Sunshine would come.
Gritting her teeth, Stephanie marched to the shed, shrugging off her mood like a jacket. She rummaged for her stash of sunflower seeds, bought before the winter, hopeful as eggs. Yes. Sunshine would come.
Strange Fruit
The orchards had been full of apples and pickers. Steve had pulled down a heavily laden branch for her to reach. She pictures a sunburnt hand, broken nails, black hair on the lower arm. The grass was long, already wet with dew. There seemed nothing to say. His fingers ran softly through her hair. His lips brushed her skinny shoulder. His hand cupped her tiny breast. Now she feels her rounding stomach, pushing against the grey school skirt. Where will she be when the apples are back in season? She looks at the half-eaten fruit on the fragile white plate.

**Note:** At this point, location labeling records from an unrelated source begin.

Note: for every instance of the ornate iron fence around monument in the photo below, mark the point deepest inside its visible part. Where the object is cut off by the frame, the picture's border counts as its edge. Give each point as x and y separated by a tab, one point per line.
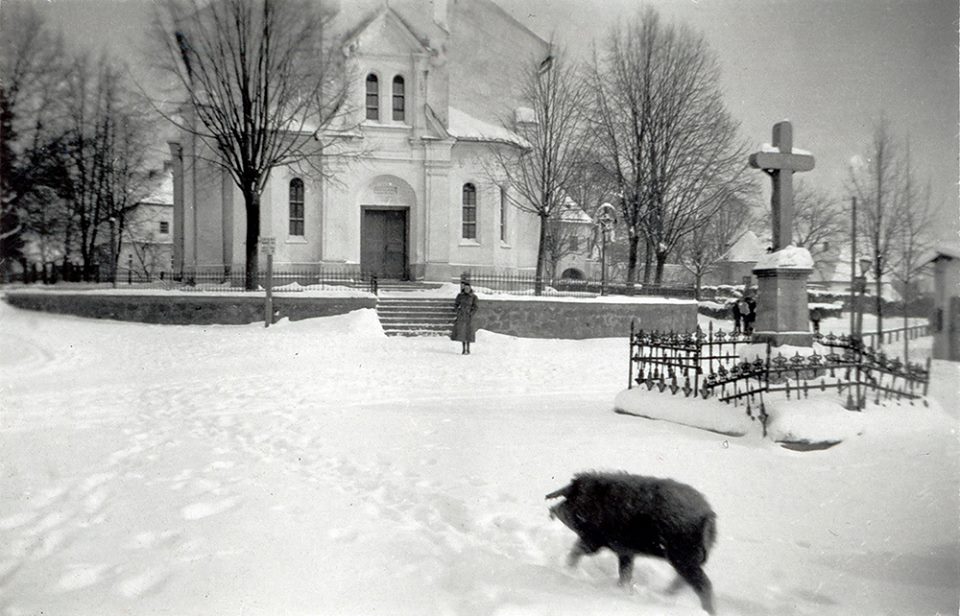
708	364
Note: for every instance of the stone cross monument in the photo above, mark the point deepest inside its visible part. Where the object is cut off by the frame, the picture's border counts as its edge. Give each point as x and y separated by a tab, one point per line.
782	313
781	163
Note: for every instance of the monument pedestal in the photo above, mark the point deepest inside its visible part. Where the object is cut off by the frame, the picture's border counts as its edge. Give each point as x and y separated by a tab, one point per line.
782	313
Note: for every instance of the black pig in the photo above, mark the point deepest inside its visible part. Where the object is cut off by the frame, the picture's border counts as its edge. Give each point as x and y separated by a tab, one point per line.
632	515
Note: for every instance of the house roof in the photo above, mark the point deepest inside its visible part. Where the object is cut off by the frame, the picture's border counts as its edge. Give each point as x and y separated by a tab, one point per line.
572	212
943	250
163	193
747	249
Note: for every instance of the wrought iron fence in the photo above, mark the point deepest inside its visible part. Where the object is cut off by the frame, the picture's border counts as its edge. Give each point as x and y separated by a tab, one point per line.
289	279
708	364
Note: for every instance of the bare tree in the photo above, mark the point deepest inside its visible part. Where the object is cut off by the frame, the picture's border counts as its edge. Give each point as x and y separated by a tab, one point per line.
913	240
879	186
818	219
665	134
263	81
540	173
31	70
108	137
711	239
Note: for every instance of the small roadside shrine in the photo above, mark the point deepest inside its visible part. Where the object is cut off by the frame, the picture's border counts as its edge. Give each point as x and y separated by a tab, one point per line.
945	320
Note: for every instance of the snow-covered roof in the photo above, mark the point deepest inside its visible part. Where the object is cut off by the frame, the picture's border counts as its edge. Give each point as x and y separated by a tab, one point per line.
790	257
572	212
163	194
773	149
464	127
748	248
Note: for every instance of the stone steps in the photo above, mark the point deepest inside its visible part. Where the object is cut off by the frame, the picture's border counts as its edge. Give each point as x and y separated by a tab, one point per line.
415	316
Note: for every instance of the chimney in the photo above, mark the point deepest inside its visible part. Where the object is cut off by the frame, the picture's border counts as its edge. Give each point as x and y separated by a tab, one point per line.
440	13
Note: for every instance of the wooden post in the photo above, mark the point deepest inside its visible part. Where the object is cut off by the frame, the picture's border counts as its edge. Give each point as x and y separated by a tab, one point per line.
268	306
853	265
268	245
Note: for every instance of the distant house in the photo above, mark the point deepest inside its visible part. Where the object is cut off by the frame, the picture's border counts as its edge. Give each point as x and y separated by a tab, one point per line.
146	244
831	273
739	260
945	320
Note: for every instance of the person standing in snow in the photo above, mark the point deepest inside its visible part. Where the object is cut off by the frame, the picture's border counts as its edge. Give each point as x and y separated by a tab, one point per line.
748	311
465	306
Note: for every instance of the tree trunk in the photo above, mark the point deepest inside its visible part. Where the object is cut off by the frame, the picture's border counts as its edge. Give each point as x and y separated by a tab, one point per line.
541	257
879	285
251	200
633	257
661	261
648	262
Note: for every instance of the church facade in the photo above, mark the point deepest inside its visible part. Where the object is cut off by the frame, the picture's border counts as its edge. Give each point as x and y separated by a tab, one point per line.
435	80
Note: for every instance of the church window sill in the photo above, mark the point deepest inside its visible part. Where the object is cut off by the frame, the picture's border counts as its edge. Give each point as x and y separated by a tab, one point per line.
394	126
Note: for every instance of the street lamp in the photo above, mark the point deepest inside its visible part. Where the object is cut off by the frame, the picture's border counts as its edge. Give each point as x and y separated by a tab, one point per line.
861	285
605	220
113	251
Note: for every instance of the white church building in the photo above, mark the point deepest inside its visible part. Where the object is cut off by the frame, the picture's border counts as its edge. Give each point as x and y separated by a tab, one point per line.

Tomorrow Will Be The First Day Of Spring
Four times a year, it would happen – a new season on the way. An unwelcome chill, a fresh smell of leaves, a surprise morning sun, a flower first of many.
Memories of vacations and winters, and everything in-between.
Before the earth split open. Before the oceans fell into space. Before the continents broke into fragments and the moon had to pick its favourite.
Now, every day, you wish for that change. A colour other than dust, a rain that does not burn, a new season undiscovered.
A siren, one day soon. An invite to come out from your bunker.